Arnsberg. Der Schwimmverein leistet seit Jahrzehnten wertvolle Arbeit auch für die Gesellschaft und heimst sportliche Erfolge ein.
Er gehört zu Arnsberg wie der Glockenturm. Doch er ist nicht nur im sportlichen Bereich eine feste Größe, sondern der Schwimmverein „Aegir“ leistet auch in sozialer Hinsicht wichtige Arbeit. Diese aber vielfach abseits der großen Öffentlichkeit. Ein Gespräch mit dem Vorsitzenden Christoph Löher.
Der SV Aegir, der gerade seinen 100. Geburtstag gefeiert hat, steht für viele sportliche Erfolge und eine gute Schwimmausbildung.

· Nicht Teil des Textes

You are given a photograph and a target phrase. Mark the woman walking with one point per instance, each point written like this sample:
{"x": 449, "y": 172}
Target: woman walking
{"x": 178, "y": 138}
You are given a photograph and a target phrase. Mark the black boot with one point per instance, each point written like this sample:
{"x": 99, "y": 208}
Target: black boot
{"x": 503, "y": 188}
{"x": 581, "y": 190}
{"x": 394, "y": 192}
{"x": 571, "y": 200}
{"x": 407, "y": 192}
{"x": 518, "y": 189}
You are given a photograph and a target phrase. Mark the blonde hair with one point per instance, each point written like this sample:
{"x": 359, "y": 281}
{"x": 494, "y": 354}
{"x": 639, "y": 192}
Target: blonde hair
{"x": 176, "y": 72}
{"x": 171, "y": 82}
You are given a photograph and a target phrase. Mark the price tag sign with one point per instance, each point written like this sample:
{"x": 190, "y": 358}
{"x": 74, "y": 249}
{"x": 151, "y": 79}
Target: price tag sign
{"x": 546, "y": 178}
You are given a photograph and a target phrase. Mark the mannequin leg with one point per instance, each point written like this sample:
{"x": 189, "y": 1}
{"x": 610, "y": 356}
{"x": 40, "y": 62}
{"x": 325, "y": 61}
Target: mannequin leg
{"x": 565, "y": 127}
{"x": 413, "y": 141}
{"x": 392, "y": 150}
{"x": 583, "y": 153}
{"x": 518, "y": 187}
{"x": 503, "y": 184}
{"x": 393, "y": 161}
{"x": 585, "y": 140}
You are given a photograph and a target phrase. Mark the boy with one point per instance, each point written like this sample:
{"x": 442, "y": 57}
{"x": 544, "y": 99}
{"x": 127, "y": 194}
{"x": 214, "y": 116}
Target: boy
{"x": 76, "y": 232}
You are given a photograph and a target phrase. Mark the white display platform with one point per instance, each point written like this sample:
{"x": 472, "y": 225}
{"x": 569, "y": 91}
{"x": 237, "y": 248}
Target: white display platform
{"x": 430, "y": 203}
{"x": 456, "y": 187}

Wie ist es nun um die Zukunft des Arnsberger Traditionsvereins bestellt?
Die Zeiten werden nicht einfacher, aber wir sind mehr gefragt denn je und wir sehen Woche für Woche dass wir gebraucht werden. Die Nachfrage nach Schwimmkursen war noch nie so groß und die Warteliste noch nie solang. Aber es bleiben leider nach den Kursen erheblich weniger Leute auch langfristig im Verein als früher. Der Aufbau der Wettkampfmannschaft aus dem eigenen Nachwuchs heraus ist nicht mehr so selbstverständlich wie früher. Vor uns liegt viel Arbeit aber wir sind auch hoch motiviert.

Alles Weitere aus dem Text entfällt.